Australia's government flew in a 64-person disaster response team equipped with two dogs, along with six medics, nine police and emergency response managers.
- Death toll set to rise -
"Australia's emergency crews are now on the ground in Vanuatu following the devastating earthquake," said Foreign Minister Penny Wong.
A government-organised flight has also repatriated 61 Australians, she said.
New Zealand is flying in a 36-strong rescue team, government officials said. A separate C-130 military transport plane with rescue equipment and disaster supplies landed on Thursday.
Nine people have been confirmed dead by Port Vila's hospital and that number is likely to rise, according to the latest update by Vanuatu's disaster management office.
The quake caused "major structural damage" to more than 10 buildings including the main hospital, it said, while also hitting three bridges, power lines, water reserves and mobile communications.
The shipping port is closed following a "major landslide".
French engineers have declared Port Vila's airport runway operational, although it has not re-opened to civilian flights.
The death toll will "definitely go up", said Craig, of the Vanuatu business council.
However the country and its people depended on tourism and agriculture, he warned.

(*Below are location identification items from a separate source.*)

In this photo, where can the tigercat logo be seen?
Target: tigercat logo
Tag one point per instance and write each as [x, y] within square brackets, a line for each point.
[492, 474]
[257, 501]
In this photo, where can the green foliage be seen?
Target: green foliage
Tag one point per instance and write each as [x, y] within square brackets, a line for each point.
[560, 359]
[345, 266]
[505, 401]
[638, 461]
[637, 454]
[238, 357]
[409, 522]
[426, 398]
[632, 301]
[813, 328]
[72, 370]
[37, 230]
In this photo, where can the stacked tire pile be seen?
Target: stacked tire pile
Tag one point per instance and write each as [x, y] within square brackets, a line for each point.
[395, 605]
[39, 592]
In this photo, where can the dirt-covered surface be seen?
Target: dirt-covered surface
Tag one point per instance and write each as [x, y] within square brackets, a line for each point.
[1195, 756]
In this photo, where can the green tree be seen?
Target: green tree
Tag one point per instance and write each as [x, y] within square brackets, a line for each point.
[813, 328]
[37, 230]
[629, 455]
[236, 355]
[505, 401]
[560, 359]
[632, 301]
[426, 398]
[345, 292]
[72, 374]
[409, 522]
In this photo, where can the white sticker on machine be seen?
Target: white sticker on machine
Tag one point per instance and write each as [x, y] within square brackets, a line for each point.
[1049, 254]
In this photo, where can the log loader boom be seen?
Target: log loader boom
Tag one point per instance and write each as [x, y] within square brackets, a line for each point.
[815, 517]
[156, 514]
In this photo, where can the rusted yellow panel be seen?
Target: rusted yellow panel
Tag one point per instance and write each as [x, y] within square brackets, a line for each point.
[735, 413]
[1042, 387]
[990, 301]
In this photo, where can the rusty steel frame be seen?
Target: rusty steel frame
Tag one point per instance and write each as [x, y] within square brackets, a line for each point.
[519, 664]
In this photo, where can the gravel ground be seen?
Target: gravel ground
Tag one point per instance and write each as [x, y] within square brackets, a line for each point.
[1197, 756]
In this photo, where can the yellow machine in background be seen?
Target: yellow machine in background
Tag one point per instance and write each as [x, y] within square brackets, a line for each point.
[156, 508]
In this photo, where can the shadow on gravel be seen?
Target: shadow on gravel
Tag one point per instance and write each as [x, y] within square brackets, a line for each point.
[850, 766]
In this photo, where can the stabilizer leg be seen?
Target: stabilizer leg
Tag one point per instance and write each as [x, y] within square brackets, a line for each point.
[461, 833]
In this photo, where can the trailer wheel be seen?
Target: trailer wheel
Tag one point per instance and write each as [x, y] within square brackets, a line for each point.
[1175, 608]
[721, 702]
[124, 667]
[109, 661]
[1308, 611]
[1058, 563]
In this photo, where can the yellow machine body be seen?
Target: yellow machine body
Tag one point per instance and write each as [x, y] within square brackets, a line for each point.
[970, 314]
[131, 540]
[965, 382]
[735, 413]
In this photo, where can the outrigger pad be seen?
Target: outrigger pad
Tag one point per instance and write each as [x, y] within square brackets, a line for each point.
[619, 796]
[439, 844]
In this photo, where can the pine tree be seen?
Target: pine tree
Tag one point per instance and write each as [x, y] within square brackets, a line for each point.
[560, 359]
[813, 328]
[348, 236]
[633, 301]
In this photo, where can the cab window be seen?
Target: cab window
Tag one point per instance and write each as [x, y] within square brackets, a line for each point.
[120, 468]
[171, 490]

- 'People need to come back' -
"We can't have an economic disaster on top of a natural disaster," Craig said, urging a quick restart of the tourism business.
"The runway is in great condition and it has been a huge focus for the government to get that terminal open by tonight or latest tomorrow for commercial flights," he said.
"People need to come and go, it brings normality back."
Craig said he had visited four resorts, which were using generators for electricity and hoping for tourists to return next week.
"Generally, they are okay, there are some cracks and some tiles have popped out, but there is not bad damage."
Basil Leodoro, an emergency doctor in Vanuatu with Respond Global, said landslides blocked airfields on some surrounding islands, raising concerns about food supplies.
Water supplies, including wells and storage systems, were damaged on some islands, he told AFP.
Earthquake injuries were only being reported on the main island of Vanuatu, however.
"As expected, we are seeing open fractures, wounds and closed fractures, soft tissue injury as a result of the earthquake," Leodoro said.
He said he was helping to organise medical support from Fiji and Solomon Islands to relieve exhausted teams in Vanuatu.
"That is the burden we are seeing -- it is not unexpected in these crisis situations."